What is the v in mirror formula?

The 'v' in the mirror formula represents the image distance, which is the distance between the image formed by the mirror and the pole (center) of the mirror.

Understanding Image Distance (v) in Detail

The mirror formula relates the object distance (u), image distance (v), and focal length (f) of a spherical mirror:

1/f = 1/v + 1/u

Where:

• f = focal length of the mirror (distance from the pole to the focal point)
• v = image distance (distance from the pole to the image)
• u = object distance (distance from the pole to the object)

Key Points about 'v':

• Sign Convention is Crucial: The sign of 'v' is important. By convention:

  • For real images (formed by actual intersection of light rays), 'v' is positive. Real images are formed on the same side as the incident light rays (usually in front of the mirror for concave mirrors).
  • For virtual images (formed by the apparent intersection of light rays), 'v' is negative. Virtual images are formed behind the mirror.

• Determining Image Characteristics: The value of 'v' helps determine the location and nature of the image:

  • A large positive 'v' indicates a real image formed far from the mirror.
  • A small positive 'v' indicates a real image formed close to the mirror.
  • A negative 'v' indicates a virtual image formed behind the mirror. The magnitude of 'v' indicates how far behind the mirror the image is.

• Examples:

  • Consider a concave mirror. If an object is placed beyond the center of curvature (2f), a real, inverted, and diminished image is formed between the focal point (f) and the center of curvature (2f). In this case, 'v' would be positive and less than 2f.

  • If an object is placed between the pole and the focal point of a concave mirror, a virtual, erect, and magnified image is formed behind the mirror. In this case, 'v' would be negative.

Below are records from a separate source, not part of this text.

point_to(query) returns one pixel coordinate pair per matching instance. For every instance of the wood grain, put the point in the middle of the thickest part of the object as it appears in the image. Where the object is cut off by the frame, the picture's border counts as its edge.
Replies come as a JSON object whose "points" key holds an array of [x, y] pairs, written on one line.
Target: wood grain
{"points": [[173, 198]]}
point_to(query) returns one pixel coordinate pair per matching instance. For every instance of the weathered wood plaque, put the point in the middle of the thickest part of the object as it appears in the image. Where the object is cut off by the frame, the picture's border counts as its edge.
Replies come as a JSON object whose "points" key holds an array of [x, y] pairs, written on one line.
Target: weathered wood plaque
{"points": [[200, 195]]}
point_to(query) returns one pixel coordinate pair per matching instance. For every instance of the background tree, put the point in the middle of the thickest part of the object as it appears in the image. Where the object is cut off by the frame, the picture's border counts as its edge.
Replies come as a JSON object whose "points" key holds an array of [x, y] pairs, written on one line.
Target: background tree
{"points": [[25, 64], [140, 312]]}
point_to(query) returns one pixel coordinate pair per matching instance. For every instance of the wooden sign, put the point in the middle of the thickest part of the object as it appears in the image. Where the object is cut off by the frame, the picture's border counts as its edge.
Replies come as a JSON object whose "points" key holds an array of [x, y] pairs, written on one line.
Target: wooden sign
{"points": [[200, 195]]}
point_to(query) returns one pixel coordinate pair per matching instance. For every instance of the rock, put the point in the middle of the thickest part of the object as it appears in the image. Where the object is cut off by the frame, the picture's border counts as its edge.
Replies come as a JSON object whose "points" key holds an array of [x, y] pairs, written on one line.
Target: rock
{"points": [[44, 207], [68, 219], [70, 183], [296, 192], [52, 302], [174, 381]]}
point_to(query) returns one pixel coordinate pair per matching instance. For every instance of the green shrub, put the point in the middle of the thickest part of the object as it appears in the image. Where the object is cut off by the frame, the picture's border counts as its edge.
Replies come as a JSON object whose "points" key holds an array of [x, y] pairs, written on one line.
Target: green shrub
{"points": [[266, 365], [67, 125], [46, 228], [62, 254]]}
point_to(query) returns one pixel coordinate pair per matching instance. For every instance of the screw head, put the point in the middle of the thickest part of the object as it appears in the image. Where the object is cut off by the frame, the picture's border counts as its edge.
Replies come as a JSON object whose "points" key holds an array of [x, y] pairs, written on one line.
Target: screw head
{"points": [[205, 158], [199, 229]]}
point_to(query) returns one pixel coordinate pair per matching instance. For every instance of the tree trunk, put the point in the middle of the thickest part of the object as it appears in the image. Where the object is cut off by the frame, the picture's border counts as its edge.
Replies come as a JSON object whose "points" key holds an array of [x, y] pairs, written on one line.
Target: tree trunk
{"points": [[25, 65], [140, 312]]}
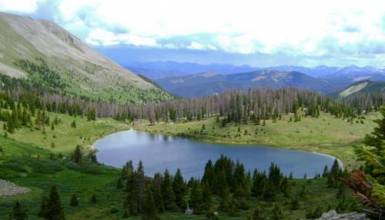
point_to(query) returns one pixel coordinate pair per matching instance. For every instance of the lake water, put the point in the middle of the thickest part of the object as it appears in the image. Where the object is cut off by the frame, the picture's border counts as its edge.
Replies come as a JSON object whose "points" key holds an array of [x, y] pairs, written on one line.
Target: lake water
{"points": [[159, 152]]}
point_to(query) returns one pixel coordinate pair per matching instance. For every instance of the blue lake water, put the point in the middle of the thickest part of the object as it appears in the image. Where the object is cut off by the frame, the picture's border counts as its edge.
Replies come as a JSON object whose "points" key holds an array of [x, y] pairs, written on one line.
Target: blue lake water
{"points": [[159, 152]]}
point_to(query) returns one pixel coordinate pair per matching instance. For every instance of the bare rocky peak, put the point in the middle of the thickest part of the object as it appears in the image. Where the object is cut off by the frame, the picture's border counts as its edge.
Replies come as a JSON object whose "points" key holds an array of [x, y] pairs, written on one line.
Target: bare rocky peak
{"points": [[65, 51]]}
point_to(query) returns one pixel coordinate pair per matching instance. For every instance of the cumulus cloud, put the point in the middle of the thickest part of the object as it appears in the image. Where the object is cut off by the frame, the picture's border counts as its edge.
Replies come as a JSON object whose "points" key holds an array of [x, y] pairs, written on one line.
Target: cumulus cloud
{"points": [[20, 6], [296, 27]]}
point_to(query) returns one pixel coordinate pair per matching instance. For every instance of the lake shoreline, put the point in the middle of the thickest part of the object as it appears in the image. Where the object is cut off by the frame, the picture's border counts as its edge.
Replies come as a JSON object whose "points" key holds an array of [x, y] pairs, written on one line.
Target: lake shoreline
{"points": [[142, 145], [247, 144]]}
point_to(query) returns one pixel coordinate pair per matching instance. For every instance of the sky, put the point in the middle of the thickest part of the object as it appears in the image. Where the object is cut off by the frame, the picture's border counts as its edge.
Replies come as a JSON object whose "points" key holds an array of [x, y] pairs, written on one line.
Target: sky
{"points": [[253, 32]]}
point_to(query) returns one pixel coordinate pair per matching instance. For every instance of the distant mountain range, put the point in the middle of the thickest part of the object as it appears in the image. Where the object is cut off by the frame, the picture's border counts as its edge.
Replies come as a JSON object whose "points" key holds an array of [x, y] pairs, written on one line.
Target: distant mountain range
{"points": [[362, 87], [192, 80], [44, 53], [210, 83], [158, 70]]}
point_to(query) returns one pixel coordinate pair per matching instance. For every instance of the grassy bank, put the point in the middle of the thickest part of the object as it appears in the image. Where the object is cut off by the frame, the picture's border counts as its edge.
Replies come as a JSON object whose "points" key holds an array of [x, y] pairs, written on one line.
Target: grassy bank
{"points": [[22, 165], [27, 160], [64, 137], [325, 134]]}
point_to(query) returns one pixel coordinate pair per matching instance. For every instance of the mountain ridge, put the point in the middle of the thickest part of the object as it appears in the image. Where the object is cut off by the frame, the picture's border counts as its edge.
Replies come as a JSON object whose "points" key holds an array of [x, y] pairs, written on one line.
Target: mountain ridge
{"points": [[85, 71], [205, 84]]}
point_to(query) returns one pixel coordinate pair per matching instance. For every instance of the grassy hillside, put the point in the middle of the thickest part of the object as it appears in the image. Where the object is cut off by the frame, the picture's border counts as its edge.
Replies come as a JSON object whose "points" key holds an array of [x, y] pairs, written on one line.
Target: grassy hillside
{"points": [[64, 136], [43, 53], [325, 134], [28, 160]]}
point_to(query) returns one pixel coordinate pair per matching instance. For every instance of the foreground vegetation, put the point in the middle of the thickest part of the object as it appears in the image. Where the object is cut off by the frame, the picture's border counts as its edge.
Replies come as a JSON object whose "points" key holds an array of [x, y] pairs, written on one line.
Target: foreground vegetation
{"points": [[29, 159], [99, 194], [324, 134]]}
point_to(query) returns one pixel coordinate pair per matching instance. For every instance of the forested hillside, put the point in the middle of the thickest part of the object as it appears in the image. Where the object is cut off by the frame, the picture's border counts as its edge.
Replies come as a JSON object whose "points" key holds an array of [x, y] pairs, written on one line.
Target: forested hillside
{"points": [[45, 55]]}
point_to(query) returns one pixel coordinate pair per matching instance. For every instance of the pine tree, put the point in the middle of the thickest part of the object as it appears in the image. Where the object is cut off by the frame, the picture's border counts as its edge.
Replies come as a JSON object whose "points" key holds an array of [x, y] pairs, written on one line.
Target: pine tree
{"points": [[277, 213], [196, 198], [18, 212], [257, 214], [54, 210], [334, 174], [157, 191], [149, 207], [77, 155], [93, 199], [167, 192], [73, 124], [43, 207], [179, 189], [74, 200]]}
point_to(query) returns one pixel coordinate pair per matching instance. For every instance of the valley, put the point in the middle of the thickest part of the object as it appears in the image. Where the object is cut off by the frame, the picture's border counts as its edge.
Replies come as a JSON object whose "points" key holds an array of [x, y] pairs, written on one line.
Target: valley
{"points": [[82, 137], [325, 134]]}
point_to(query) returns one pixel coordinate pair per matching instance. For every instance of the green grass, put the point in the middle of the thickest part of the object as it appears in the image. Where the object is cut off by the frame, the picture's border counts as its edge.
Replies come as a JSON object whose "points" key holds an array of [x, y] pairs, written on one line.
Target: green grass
{"points": [[26, 162], [66, 137], [325, 134]]}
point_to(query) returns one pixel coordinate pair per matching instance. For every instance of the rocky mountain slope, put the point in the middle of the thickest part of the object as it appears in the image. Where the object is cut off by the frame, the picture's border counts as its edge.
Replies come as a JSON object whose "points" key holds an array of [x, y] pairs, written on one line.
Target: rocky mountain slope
{"points": [[29, 48], [362, 87], [210, 83]]}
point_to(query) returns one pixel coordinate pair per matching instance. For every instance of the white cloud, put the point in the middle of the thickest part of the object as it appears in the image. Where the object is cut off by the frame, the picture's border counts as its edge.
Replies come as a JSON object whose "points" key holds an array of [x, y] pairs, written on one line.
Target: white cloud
{"points": [[296, 27], [107, 38], [20, 6], [242, 26]]}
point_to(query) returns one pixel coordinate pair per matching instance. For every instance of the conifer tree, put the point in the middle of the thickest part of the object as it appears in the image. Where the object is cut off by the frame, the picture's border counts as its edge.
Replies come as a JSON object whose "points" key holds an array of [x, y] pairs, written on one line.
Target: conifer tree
{"points": [[74, 200], [149, 208], [179, 189], [18, 212], [53, 208], [77, 155], [167, 192]]}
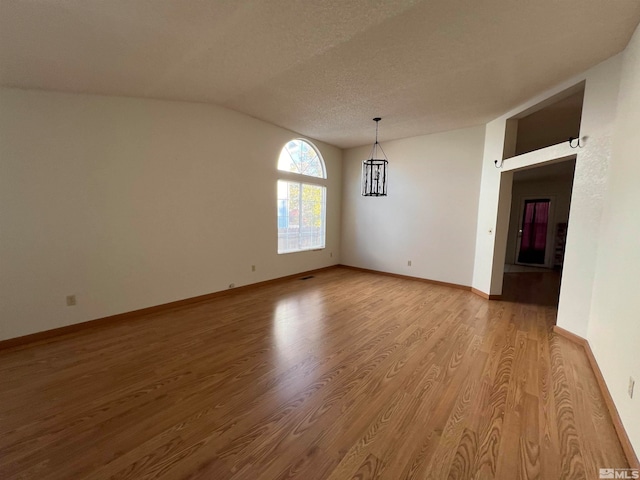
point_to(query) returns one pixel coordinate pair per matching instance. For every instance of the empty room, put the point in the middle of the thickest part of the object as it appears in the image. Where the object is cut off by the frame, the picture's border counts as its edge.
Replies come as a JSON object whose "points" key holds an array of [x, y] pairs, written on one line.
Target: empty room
{"points": [[319, 239]]}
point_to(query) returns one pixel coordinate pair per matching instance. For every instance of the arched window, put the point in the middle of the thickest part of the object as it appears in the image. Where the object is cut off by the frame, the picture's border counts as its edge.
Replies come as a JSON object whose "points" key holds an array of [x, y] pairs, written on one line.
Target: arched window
{"points": [[302, 197]]}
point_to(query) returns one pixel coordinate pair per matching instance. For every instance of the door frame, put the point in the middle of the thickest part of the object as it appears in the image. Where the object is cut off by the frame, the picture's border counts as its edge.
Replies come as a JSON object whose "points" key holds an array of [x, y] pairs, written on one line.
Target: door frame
{"points": [[551, 226]]}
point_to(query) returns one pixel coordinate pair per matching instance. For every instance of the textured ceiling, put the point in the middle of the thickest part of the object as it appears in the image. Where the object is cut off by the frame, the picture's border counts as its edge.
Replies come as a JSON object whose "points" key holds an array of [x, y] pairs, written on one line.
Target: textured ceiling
{"points": [[321, 68]]}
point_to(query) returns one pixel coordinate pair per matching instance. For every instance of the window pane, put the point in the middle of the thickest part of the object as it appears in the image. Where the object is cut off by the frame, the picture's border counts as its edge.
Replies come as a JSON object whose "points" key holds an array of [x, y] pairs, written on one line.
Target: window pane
{"points": [[301, 216]]}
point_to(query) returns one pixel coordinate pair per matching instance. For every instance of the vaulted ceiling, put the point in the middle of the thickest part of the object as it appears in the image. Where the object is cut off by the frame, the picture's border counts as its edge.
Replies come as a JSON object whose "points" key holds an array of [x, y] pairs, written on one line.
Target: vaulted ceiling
{"points": [[321, 68]]}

Importance of 'v' in Calculations

Knowing the value of 'v', along with 'u' and 'f', allows for the determination of other important image characteristics, such as magnification. Magnification (m) is defined as the ratio of the image height (h') to the object height (h):

m = h'/h = -v/u

Therefore, the image distance 'v' is a fundamental parameter in understanding and analyzing image formation by mirrors.